The move will be used to support its fast-growing build to rent business, which helped to lead a 70% recovery in UK revenue to £323m last year.
Stephen Bowcott, CEO of John Sisk & Son, said that the UK business was back on track after two challenging years at the building division, and generated a £3.2m pre-tax profit in 2018.
He expects margins to rise to 2-3% next year on the back of a strong forward order book, 90% full for this year and 60% booked for 2020.
Announcing group results, Bowcott said that the Sisk was now focused on raising productivity.
He said: “Already we have increased productivity by 15% by investing £4m in digital systems.
“We are hoping to finalise a deal to secure a 2-D offsite business shortly that will be targetting buildings of up to 8-storeys.”
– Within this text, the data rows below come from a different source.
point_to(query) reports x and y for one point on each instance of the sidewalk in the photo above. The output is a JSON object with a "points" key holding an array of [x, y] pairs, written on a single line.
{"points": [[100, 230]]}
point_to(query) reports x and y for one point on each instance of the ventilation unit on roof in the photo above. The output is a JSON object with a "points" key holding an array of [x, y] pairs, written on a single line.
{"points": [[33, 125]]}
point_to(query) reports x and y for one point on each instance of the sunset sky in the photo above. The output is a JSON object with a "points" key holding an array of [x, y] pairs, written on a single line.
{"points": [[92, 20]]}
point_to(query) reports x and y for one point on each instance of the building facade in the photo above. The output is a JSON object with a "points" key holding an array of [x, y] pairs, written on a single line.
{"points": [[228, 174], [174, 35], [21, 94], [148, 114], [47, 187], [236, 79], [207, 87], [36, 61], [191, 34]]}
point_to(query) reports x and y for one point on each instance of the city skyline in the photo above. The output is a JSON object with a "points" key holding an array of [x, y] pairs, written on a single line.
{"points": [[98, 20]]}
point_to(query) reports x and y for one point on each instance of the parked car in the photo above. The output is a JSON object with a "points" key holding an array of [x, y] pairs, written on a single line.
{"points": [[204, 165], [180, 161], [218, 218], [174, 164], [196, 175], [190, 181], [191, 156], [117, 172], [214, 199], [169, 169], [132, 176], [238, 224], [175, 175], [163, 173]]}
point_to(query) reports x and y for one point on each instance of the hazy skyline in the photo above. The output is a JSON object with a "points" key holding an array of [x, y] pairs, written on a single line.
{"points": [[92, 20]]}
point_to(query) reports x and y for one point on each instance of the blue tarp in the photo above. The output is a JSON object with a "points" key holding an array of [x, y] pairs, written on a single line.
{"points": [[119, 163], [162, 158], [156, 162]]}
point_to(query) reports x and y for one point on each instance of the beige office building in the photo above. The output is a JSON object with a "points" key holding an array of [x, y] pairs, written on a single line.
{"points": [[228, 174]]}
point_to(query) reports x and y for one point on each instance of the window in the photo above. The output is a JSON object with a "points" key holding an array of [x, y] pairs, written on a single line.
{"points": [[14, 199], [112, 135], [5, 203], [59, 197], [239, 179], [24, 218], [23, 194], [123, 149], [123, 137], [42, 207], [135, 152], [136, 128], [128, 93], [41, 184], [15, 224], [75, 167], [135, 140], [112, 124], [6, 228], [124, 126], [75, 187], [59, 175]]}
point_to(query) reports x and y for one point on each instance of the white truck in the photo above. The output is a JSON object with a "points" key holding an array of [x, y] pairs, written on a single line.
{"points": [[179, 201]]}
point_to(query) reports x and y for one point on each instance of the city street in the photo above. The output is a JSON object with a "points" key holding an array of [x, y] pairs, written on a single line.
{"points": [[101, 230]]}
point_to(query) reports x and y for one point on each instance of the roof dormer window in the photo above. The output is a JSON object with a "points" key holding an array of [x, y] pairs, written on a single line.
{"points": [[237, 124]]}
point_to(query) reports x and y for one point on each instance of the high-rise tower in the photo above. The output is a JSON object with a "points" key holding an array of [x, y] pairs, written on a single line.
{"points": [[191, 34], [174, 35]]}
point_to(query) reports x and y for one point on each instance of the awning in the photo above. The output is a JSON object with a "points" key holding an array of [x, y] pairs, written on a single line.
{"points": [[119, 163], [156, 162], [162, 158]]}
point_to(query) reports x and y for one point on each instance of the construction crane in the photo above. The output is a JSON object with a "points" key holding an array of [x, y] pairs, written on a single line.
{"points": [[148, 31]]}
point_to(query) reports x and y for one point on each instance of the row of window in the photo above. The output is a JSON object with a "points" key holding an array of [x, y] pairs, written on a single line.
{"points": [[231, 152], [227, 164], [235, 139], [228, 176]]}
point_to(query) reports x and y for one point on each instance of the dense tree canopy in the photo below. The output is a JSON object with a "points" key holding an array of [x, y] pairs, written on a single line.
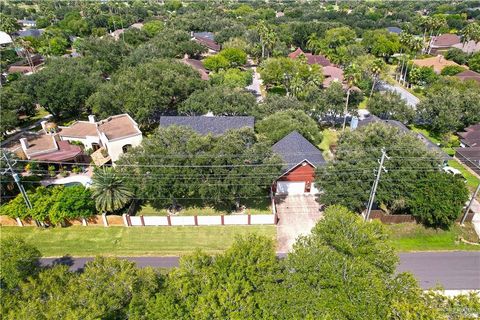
{"points": [[278, 125], [219, 100], [176, 163], [349, 178], [146, 91]]}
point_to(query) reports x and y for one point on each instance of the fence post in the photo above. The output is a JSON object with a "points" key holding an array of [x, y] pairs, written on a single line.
{"points": [[104, 219], [19, 222]]}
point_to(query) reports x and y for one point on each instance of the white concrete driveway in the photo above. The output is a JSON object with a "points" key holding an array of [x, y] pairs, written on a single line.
{"points": [[297, 216]]}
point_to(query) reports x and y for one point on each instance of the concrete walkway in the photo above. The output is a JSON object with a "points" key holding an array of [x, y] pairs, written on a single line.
{"points": [[297, 215]]}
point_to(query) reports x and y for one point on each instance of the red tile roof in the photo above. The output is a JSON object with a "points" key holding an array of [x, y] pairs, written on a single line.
{"points": [[446, 40]]}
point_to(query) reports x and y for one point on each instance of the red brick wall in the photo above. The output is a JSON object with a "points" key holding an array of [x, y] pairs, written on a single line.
{"points": [[300, 173]]}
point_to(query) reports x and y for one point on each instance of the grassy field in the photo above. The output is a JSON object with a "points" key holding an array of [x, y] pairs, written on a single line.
{"points": [[261, 206], [134, 241], [414, 237], [330, 136]]}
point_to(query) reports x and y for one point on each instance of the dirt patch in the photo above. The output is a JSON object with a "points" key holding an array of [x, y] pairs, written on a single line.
{"points": [[297, 216]]}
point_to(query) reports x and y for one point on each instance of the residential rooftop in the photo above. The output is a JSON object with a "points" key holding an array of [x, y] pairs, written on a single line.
{"points": [[294, 149]]}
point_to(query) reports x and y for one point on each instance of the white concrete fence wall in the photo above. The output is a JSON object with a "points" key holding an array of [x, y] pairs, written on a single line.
{"points": [[257, 219]]}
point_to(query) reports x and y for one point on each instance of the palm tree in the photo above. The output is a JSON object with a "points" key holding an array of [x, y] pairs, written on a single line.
{"points": [[471, 32], [352, 75], [109, 191], [376, 68]]}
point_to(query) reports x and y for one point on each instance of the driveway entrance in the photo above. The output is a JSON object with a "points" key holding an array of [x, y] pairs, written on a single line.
{"points": [[297, 215]]}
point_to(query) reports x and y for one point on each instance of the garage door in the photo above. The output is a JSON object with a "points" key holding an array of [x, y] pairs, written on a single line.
{"points": [[287, 187]]}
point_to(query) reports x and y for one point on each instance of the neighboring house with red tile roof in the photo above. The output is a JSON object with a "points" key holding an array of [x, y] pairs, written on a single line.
{"points": [[444, 42], [437, 63], [468, 47], [311, 58], [469, 75], [115, 134]]}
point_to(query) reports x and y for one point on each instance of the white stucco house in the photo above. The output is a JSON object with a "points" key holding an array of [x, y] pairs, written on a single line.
{"points": [[108, 139]]}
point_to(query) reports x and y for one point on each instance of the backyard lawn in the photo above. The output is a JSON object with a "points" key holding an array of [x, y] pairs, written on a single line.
{"points": [[415, 237], [259, 206], [133, 241]]}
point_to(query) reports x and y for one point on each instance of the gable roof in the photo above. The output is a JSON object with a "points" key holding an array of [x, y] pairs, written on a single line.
{"points": [[311, 58], [468, 75], [207, 124], [446, 40], [471, 136], [119, 126], [294, 149]]}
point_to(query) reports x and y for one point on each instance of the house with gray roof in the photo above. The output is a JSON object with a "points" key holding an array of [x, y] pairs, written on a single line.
{"points": [[300, 158], [209, 124]]}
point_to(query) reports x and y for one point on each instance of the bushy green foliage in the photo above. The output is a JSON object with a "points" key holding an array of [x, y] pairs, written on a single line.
{"points": [[280, 124], [146, 90], [220, 100], [53, 204], [389, 105], [242, 167], [348, 180], [438, 199]]}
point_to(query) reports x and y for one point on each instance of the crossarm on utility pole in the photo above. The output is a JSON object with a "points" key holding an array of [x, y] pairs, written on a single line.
{"points": [[470, 204], [375, 184]]}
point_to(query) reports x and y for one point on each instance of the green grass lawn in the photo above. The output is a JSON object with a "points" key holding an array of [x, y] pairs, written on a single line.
{"points": [[415, 237], [192, 208], [330, 136], [133, 241]]}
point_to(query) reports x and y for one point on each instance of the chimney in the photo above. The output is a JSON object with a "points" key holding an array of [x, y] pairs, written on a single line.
{"points": [[24, 143], [44, 125]]}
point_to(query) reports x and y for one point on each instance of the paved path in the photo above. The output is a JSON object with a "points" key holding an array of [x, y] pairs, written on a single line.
{"points": [[454, 270], [405, 94], [297, 215]]}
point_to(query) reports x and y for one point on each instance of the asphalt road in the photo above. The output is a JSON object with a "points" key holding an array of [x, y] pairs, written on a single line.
{"points": [[452, 270]]}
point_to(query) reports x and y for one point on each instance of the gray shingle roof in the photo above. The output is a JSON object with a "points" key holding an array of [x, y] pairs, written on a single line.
{"points": [[206, 124], [294, 149]]}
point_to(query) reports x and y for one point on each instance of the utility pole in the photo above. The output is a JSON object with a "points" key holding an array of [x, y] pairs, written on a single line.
{"points": [[470, 204], [375, 184], [16, 178]]}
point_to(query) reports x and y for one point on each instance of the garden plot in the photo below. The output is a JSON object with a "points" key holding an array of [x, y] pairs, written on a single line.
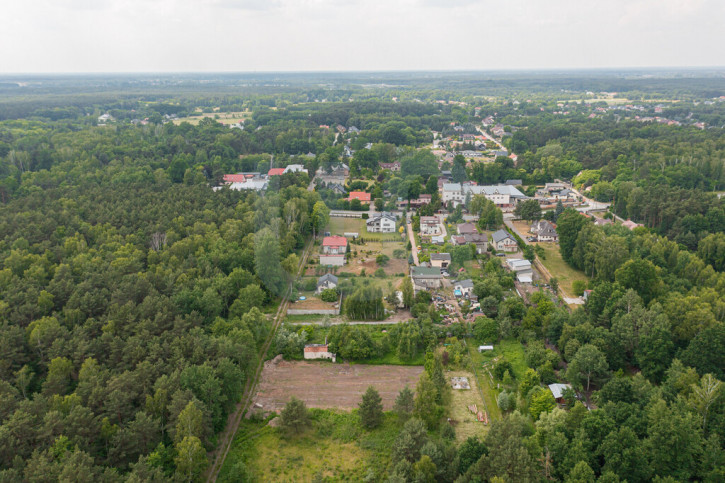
{"points": [[327, 386]]}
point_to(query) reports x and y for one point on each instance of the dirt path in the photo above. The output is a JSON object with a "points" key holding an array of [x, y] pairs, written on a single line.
{"points": [[227, 436]]}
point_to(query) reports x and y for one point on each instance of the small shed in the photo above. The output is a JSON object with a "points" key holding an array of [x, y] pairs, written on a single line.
{"points": [[557, 390]]}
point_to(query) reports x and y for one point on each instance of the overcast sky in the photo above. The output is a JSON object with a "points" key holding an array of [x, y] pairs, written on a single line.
{"points": [[314, 35]]}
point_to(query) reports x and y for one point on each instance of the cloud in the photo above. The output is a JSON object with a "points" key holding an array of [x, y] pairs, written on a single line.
{"points": [[247, 4]]}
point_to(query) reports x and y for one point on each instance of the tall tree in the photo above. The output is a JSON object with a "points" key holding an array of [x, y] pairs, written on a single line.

He said that Sisk also aimed to bring robot technology to sites for block, brick and manual handling.
The first block laying robot will be trialled shortly in London at developer Quintain’s big Wembley Park scheme.
Sisk is also close to moving forward with plans to buy in small-scale bricklaying robots after searching the globe for the right technology.
Bowcott said: “We have seen great growth in build to rent and see this as a sector that offers a great deal of future potential, so we are investing in raising performance for clients.”
Sisk is now tagging assets for BIM as it plans to expand its build offer to include 5-year maintenance services.
“This will involve fitting sensors to buildings to make them cognitive so we can closely monitor when they are feeling sick or breaking down,” said Bowcott.
Result for the main Sicon Group – holding company for Sisk’s construction and construction-related activities in Ireland, the UK and a number of international markets – were also strong with revenue up a quarter to €1.17bn generating €28m pre-tax profit.
Year-end cash stood at nearly £190m.
Bowcott also defended the firm’s payment record after being bounced out of the Government’s prompt payment charter.
He said Sisk had strong cash reserves and paid 95% of invoices to terms.
Bowcott said: “Our problem is the charter measures a £1 invoice in the same way as a £1m invoice – it’s a measure of volume, not value.
“In our rail business, this presents a real problem because we are processing large volumes of small value invoices with the inevitable invoice errors that arrive from our subcontractors. This has skewed the data.”